The identity of the shots cleared for emergency use isn’t yet clear. Several Chinese companies have started clinical trials of coronavirus vaccine candidates, and three shots based on inactivated SARS-CoV-2 from Sinovac and Sinopharm are heading for phase 3 testing, according to the World Health Organisation’s latest update on vaccine progress.
Another adenovirus-based vaccine from CanSino Biologics is also in late-stage development and has been approved for use in military personnel, according to the South China Morning Post.
Meanwhile, candidates from Sinopharm’s China National Biotec Group (CNBG) subsidiary are also heading for phase 3 trials outside China – namely in Peru, Morocco, Bahrain, United Arab Emirates and most recently Argentina – after getting approvals to start testing by regulators.
Faced with dwindling numbers of COVID-19 cases in China, CNBG is starting up studies of its inactivated vaccines overseas where outbreaks of the virus are still in full swing. China has gone several days without a locally-transmitted case of the infection.
One has been developed in collaboration with the Wuhan Institute of Biological Products, while the other is partnered with the Beijing Institute of Biological Products. Both have cleared phase 1/2 trials which according to Sinopharm showed they were safe and generated “high-titre” antibody responses against SARS-CoV-2.
China has said that it will prioritise access for countries from Africa, Latin America and the Mekong region – Myanmar, Laos, Thailand, Cambodia and Vietnam – when the vaccine is ready to be rolled out overseas.

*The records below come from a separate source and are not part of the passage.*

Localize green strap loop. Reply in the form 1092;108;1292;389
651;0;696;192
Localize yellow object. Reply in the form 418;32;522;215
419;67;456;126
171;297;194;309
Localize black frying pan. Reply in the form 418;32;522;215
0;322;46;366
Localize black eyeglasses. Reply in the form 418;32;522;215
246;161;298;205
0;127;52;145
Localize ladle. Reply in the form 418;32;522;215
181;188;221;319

Professor Chris Whitty, the UK’s chief medical officer, said over the weekend that he believes it is unlikely that a coronavirus vaccine will be widely available before winter 2021.
Meanwhile, the Financial Times has reported that the Trump administration is considering fast-tracking emergency-use approval of the ChAdOx1 adenoviral vaccine developed by the University of Oxford and AstraZeneca for use in the US ahead of the upcoming presidential election, after being slammed for his handling of the crisis.

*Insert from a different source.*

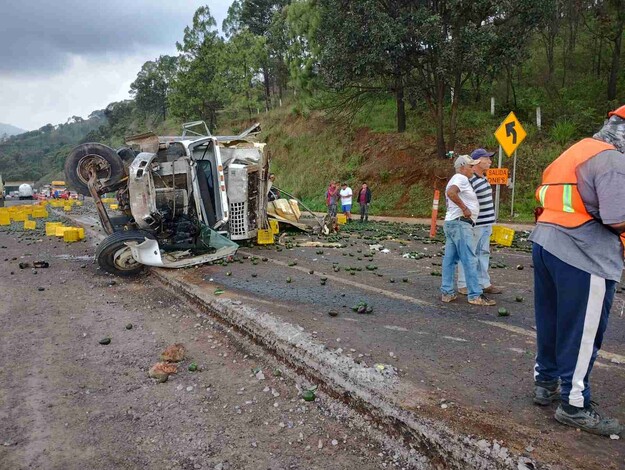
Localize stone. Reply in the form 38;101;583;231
161;343;185;362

That has been denied by the Department of Health and Human Services, but the pandemic continues to be a focus for political wrangling ahead of the election.

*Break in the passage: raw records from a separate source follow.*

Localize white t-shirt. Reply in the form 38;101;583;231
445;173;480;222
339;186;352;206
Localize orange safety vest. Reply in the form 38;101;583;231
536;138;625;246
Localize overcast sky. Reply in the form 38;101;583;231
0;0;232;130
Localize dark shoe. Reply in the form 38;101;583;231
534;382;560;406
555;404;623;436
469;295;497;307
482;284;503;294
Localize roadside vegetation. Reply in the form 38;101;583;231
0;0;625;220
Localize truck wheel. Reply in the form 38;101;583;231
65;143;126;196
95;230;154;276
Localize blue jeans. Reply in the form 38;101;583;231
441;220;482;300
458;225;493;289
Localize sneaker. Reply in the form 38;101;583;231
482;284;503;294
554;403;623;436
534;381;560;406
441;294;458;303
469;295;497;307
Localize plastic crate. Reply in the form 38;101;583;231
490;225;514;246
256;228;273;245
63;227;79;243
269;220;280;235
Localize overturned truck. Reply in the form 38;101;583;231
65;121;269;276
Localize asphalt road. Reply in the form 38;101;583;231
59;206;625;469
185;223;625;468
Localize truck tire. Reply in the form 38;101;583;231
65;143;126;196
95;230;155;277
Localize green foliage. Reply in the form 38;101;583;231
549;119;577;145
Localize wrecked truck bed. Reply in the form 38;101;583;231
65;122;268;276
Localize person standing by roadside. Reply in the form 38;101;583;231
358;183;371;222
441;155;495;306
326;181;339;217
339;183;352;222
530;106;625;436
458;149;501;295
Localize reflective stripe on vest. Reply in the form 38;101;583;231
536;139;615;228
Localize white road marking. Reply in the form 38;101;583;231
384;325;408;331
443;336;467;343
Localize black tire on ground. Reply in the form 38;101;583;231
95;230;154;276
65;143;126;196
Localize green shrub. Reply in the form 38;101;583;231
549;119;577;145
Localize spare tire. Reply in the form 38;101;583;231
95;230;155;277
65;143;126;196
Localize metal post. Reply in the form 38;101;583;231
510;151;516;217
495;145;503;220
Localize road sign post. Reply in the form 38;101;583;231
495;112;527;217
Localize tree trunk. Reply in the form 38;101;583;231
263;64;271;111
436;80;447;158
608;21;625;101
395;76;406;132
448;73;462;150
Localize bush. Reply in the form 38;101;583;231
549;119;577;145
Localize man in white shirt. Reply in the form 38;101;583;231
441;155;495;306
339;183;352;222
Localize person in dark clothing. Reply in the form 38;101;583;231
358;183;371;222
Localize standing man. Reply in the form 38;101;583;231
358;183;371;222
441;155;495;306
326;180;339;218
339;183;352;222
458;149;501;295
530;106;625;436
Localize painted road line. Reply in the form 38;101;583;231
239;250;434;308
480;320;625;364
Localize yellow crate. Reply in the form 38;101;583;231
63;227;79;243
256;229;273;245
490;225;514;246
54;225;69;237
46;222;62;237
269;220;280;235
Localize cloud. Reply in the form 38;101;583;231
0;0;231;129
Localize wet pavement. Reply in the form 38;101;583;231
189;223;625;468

On Saturday, Trump tweeted a bizarre accusation that the FDA was deliberately holding up the development of vaccines and drugs for COVID-19 for political reasons.
[embed]https://twitter.com/realDonaldTrump/status/1297138862108663808[/embed]
FDA Commissioner Steve Hahn didn’t choose to respond to that assertion, which came in the build-up to the emergency use authorisation of convalescent plasma as a treatment for COVID-19 yesterday.